Douglas, J. (2000). Nuevo diccionario Biblico : Primera Edicion. Miami: Sociedades Bíblicas Unidas.

Fuente: Nuevo Diccionario Bíblico

La esperanza, en su significado más amplio, puede ser descrita como el deseo de algo aunado a la expectativa de obtenerlo. La Escolástica dice que es un movimiento del apetito hacia un bien futuro que, aunque difícilmente, puede ser alcanzado. En el presente artículo consideraremos este estado del alma solamente en cuanto constituye un factor del orden sobrenatural. Y desde esta perspectiva la esperanza puede definirse como una virtud divina gracias a la cual esperamos, con ayuda de Dios, llegar a la felicidad eterna y tener a nuestro alcance los medios para ello. Se afirma que es divina no sólo porque su objeto inmediato es Dios, sino también por su origen peculiar. La esperanza, tal como la estudiamos aquí, es una virtud infusa, o sea, es distinta a los hábitos buenos, que son el producto de la repetición de actos nacidos de nuestras propias fuerzas. Al igual que la fe y la caridad sobrenaturales, la esperanza es plantada directamente en el alma por Dios todopoderoso. Tanto en su naturaleza como en el alcance de su operación sobrepasa los límites del orden creado y únicamente puede ser obtenida por la generosidad del Creador. La capacidad conferida por ella no solamente refuerza un poder ya existente, sino que eleva y transforma el desempeño de esa facultad para desempeñar funciones que quedan esencialmente fuera del ámbito de la esfera natural de su actividad. Pero todo esto se entiende exclusivamente sobre la base, que damos por sentada, de que existe un orden sobrenatural y que es en ese orden donde radica el destino final del hombre de acuerdo a la actual providencia de Dios.
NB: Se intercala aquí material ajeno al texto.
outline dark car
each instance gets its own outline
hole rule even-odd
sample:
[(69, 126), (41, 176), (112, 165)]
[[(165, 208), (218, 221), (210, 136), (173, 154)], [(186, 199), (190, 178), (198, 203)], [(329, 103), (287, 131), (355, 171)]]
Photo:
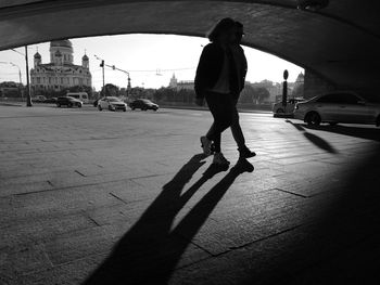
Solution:
[(157, 111), (159, 109), (159, 105), (153, 103), (152, 101), (150, 101), (148, 99), (137, 99), (137, 100), (132, 101), (131, 103), (129, 103), (129, 107), (131, 109), (139, 108), (142, 111), (147, 111), (147, 109)]
[(81, 108), (81, 105), (84, 103), (75, 98), (72, 96), (59, 96), (56, 99), (56, 106), (67, 106), (67, 107), (74, 107), (77, 106), (78, 108)]
[(46, 100), (43, 100), (42, 103), (50, 103), (50, 104), (56, 104), (56, 98), (48, 98)]

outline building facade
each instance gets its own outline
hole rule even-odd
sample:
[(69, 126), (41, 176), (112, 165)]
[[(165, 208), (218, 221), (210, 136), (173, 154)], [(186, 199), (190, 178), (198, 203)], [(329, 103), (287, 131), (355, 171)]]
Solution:
[(173, 74), (170, 78), (169, 88), (176, 89), (177, 91), (181, 89), (194, 90), (194, 80), (181, 80), (178, 81), (176, 75)]
[(73, 44), (69, 40), (50, 42), (50, 63), (42, 64), (37, 52), (34, 56), (34, 68), (30, 70), (30, 86), (38, 90), (63, 91), (74, 86), (91, 87), (89, 59), (85, 54), (81, 65), (74, 64)]

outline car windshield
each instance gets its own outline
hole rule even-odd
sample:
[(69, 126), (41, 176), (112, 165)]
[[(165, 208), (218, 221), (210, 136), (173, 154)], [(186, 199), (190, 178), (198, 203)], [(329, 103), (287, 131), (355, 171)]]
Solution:
[(366, 101), (371, 102), (371, 103), (380, 103), (380, 96), (375, 95), (372, 93), (365, 93), (365, 92), (358, 92), (358, 94), (364, 98)]
[(109, 98), (110, 102), (122, 102), (119, 99), (117, 98)]

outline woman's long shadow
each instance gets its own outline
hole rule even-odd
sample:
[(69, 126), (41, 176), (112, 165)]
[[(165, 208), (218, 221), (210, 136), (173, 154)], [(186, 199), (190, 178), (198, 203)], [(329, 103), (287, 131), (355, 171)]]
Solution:
[(239, 159), (237, 165), (179, 224), (170, 230), (176, 215), (193, 194), (216, 173), (227, 170), (211, 165), (203, 176), (181, 194), (192, 176), (205, 164), (202, 161), (203, 158), (203, 155), (194, 155), (172, 181), (163, 186), (163, 191), (155, 200), (84, 284), (166, 284), (168, 282), (191, 239), (236, 178), (254, 169), (245, 159)]

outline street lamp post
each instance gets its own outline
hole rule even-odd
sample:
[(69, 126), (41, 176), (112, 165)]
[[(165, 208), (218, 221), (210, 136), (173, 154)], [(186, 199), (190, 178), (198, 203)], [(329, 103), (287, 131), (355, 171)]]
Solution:
[(287, 107), (287, 98), (288, 98), (288, 77), (289, 77), (289, 72), (284, 69), (283, 72), (283, 79), (284, 81), (282, 82), (282, 106)]
[(25, 46), (25, 62), (26, 62), (26, 106), (31, 107), (30, 83), (29, 83), (29, 63), (28, 63), (28, 47)]
[(105, 90), (104, 90), (104, 60), (100, 59), (98, 55), (93, 55), (94, 57), (97, 57), (97, 60), (100, 61), (100, 67), (102, 67), (102, 77), (103, 77), (103, 89), (102, 89), (102, 92), (101, 93), (104, 93)]

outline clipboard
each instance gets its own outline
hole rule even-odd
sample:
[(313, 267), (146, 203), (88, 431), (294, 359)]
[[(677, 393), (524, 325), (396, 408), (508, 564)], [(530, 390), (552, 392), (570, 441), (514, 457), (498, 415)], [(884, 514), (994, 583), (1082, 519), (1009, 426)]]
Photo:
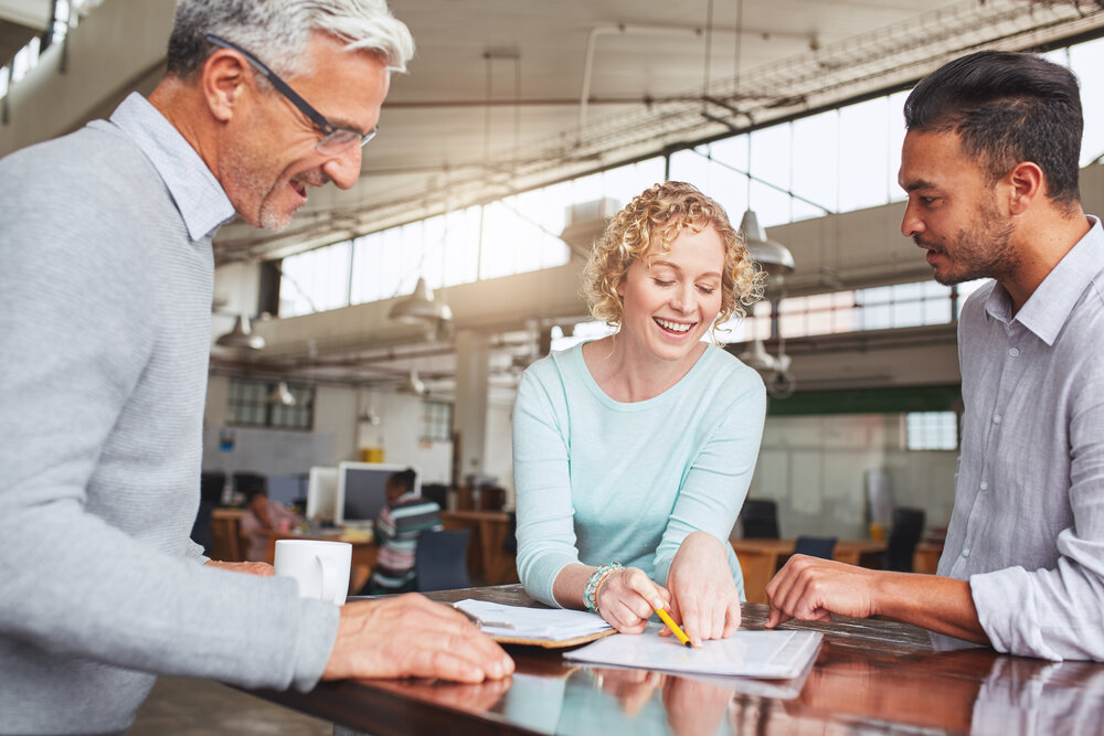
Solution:
[(565, 649), (615, 633), (601, 616), (559, 608), (506, 606), (466, 599), (453, 604), (500, 644)]
[(612, 633), (617, 633), (616, 629), (609, 629), (608, 631), (595, 631), (594, 633), (584, 633), (581, 637), (573, 637), (571, 639), (527, 639), (524, 637), (507, 637), (498, 633), (487, 632), (491, 639), (500, 644), (522, 644), (524, 647), (542, 647), (544, 649), (566, 649), (567, 647), (577, 647), (580, 644), (588, 644), (592, 641), (597, 641), (603, 637), (608, 637)]

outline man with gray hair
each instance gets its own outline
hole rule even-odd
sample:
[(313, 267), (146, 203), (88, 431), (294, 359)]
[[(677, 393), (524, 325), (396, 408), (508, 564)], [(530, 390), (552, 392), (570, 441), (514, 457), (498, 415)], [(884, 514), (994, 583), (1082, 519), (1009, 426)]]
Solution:
[(149, 99), (0, 160), (0, 732), (121, 732), (156, 674), (310, 690), (512, 671), (422, 596), (300, 599), (188, 538), (212, 237), (351, 186), (412, 54), (383, 0), (180, 0)]

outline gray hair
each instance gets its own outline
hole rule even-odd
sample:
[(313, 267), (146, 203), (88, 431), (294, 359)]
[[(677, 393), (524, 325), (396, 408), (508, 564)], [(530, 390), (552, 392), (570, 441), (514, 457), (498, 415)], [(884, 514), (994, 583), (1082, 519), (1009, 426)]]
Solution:
[(307, 74), (307, 43), (316, 31), (344, 41), (347, 51), (375, 54), (394, 72), (405, 72), (414, 55), (410, 29), (385, 0), (178, 0), (168, 73), (183, 78), (197, 72), (213, 50), (203, 38), (211, 33), (277, 74)]

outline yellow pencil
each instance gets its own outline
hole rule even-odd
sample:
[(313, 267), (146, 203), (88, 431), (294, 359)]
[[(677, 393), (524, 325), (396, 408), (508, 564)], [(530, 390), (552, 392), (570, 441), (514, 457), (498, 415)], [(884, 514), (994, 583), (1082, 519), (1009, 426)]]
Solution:
[(659, 614), (659, 618), (664, 620), (667, 628), (671, 630), (671, 633), (679, 638), (679, 641), (681, 641), (684, 647), (693, 647), (693, 644), (690, 643), (690, 637), (688, 637), (681, 627), (675, 622), (675, 619), (667, 615), (667, 611), (662, 608), (652, 608), (651, 610)]

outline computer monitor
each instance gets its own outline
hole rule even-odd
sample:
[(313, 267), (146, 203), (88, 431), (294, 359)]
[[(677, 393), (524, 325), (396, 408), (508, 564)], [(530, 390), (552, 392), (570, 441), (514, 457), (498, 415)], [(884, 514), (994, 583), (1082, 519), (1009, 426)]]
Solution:
[(298, 505), (307, 500), (308, 476), (298, 473), (295, 476), (268, 476), (268, 499), (279, 501), (285, 506)]
[(333, 521), (338, 515), (338, 469), (316, 466), (307, 474), (307, 520)]
[(344, 526), (371, 526), (388, 502), (388, 479), (404, 470), (414, 470), (414, 491), (421, 491), (421, 474), (411, 466), (386, 462), (339, 462), (338, 514), (335, 521)]

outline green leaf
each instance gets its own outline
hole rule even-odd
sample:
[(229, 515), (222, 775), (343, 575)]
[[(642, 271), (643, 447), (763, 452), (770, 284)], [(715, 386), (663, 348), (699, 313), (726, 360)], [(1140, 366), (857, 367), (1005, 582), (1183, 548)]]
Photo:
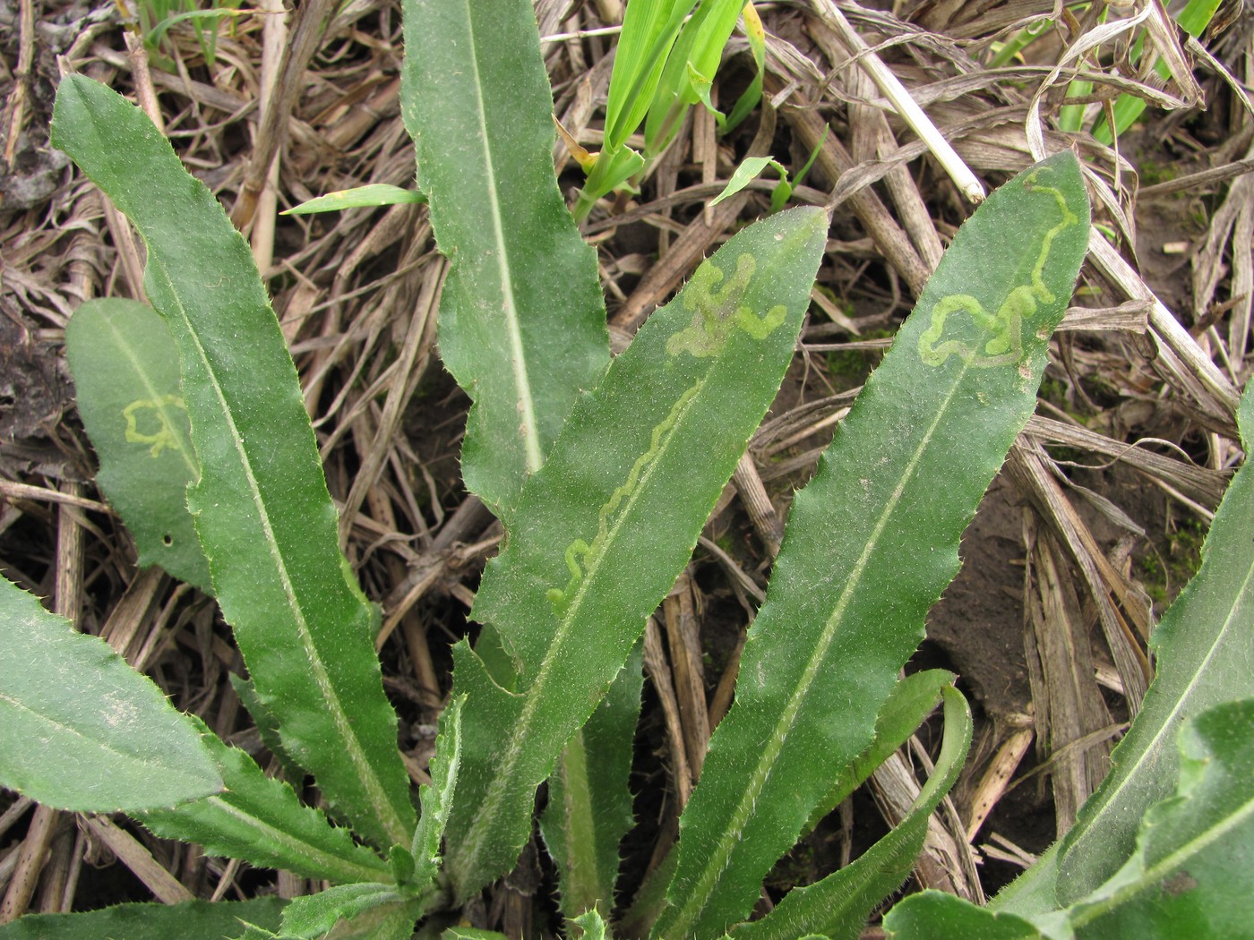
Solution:
[(426, 197), (416, 189), (403, 189), (387, 183), (370, 183), (352, 189), (340, 189), (335, 193), (306, 199), (280, 216), (311, 216), (315, 212), (339, 212), (340, 209), (360, 209), (371, 206), (403, 206), (425, 203)]
[(1077, 937), (1254, 936), (1254, 699), (1180, 733), (1176, 795), (1150, 807), (1136, 852), (1067, 916)]
[(100, 456), (97, 483), (135, 538), (139, 564), (213, 593), (187, 511), (201, 475), (178, 384), (178, 352), (145, 303), (98, 300), (65, 327), (78, 410)]
[(513, 867), (535, 787), (687, 563), (779, 389), (826, 226), (796, 209), (734, 236), (650, 317), (523, 488), (473, 610), (514, 658), (518, 694), (453, 648), (454, 689), (469, 693), (448, 840), (460, 897)]
[[(762, 20), (757, 15), (757, 10), (754, 8), (752, 0), (745, 4), (741, 9), (741, 16), (745, 21), (745, 39), (749, 40), (749, 51), (754, 56), (754, 78), (749, 83), (740, 98), (736, 99), (736, 104), (732, 107), (731, 113), (727, 115), (727, 120), (722, 124), (722, 133), (730, 134), (741, 122), (749, 117), (750, 112), (757, 107), (757, 103), (762, 99), (762, 75), (766, 71), (766, 30), (762, 29)], [(800, 182), (800, 179), (798, 179)]]
[(790, 940), (804, 934), (856, 940), (872, 911), (909, 876), (923, 851), (928, 817), (958, 781), (967, 758), (971, 709), (953, 686), (944, 686), (942, 694), (944, 743), (932, 777), (905, 818), (848, 867), (809, 887), (794, 887), (765, 917), (735, 927), (734, 940)]
[(292, 788), (267, 777), (243, 751), (227, 747), (202, 722), (201, 739), (226, 788), (173, 810), (132, 813), (162, 838), (198, 842), (206, 855), (243, 859), (329, 881), (377, 881), (387, 865), (321, 810), (302, 806)]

Se dice que la esperanza es una virtud teologal porque su objeto inmediato es Dios. Y lo mismo se dice de las otras dos virtudes infusas: la caridad y la fe. Santo Tomás, de forma precisa, afirma que las virtudes teologales son tales “porque tienen a Dios como su objeto, tanto en cuanto ellas nos dirigen apropiadamente a Él, como porque son infundidas en nuestras almas exclusivamente por Dios y porque, también, llegamos a conocerlas solamente a través de la revelación en las Sagradas Escrituras”. Los teólogos amplían esa idea diciendo que Dios todopoderoso constituye simultáneamente el objeto formal y material de la esperanza. Es el objeto material porque Él es aquello que principalmente, aunque no exclusivamente, buscamos al ejercer esa virtud. Cualquier otra cosa que deseemos sólo es deseada porque está relacionada con Él. De ahí que, según la doctrina más generalizada, no solamente los auxilios sobrenaturales, especialmente aquellos que son necesarios para nuestra salvación, sino igualmente las cosas del orden temporal, en la medida en que puedan servirnos de medios para lograr el fin supremo de la vida humana, pueden ser vistos como objetos materiales de la fe sobrenatural. Vale la pena poner énfasis en que, en sentido estricto, no podemos apropiadamente esperar la vida eterna si no es para nosotros mismos. Esto se debe a que la naturaleza de la esperanza es desear y esperar aquello que es percibido precisamente como el bien o felicidad de quien espera (bonum proprium). Sin embargo, unidos a los demás por el amor, podemos desear y esperar la felicidad de los demás del mismo modo como esperamos la nuestra.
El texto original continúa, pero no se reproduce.